5. The neural decoding method based on attention-blurred visual priors and lightweight EEG coding according to claim 1, characterized in that, The specific implementation method of step S6 is as follows: construct cross-modal positive sample pairs and negative sample pairs, and pair the visual stimulus images. and EEG signals As a positive sample ( , ); Maintain visual stimulus images If unchanged, select other EEG signals from the current batch that do not match it. The sample pairs formed; or maintaining EEG signals Keeping the image unchanged, select other visual stimulus images from the current batch that are not paired with it.

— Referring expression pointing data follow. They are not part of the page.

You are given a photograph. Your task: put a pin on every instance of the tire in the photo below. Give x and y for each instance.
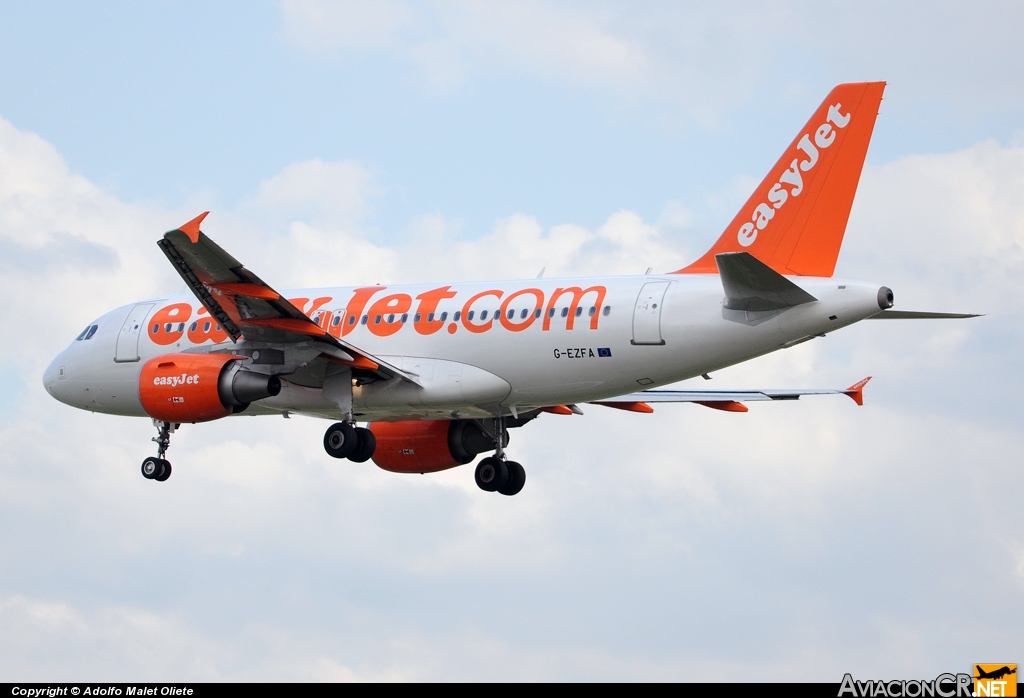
(165, 472)
(517, 478)
(491, 474)
(366, 447)
(151, 468)
(340, 440)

The resulting sample pairs are considered as negative sample pairs, and negative sample pairs are represented as ( , )or( , ); Constructing a contrastive learning loss function , is represented as: (16); in, Represents a visual encoder. Indicates brain encoder, Indicates temperature parameter, Represents the mathematical expectation operation, where This refers to the expectation calculation performed on paired visual stimulus images and EEG signal sample pairs. This indicates that the expectation is calculated for negative sample EEG signals. This indicates that the expectation is calculated for the negative sample visual image; Using the contrastive learning loss function as the optimization objective, the parameters of the EEG encoder are updated through the backpropagation algorithm to obtain the visual neural decoding model. The visual neural decoding model is composed of a frozen visual encoder, a trained and optimized EEG encoder, and a similarity matching mechanism in a shared latent space. During the inference phase, the EEG signal to be decoded is input into the EEG encoder to obtain the EEG embedding representation. Simultaneously, each candidate visual stimulus image is input into the visual fuzzing prior module for transformation to obtain the transformed candidate visual input image. The transformed candidate visual input image is then input into the frozen visual encoder to obtain the visual embedding representation. The similarity between the EEG embedding representation and each candidate visual embedding representation is then calculated and sorted according to the similarity. The candidate visual image with the highest similarity or the top K candidate visual images are taken as the visual neural decoding result.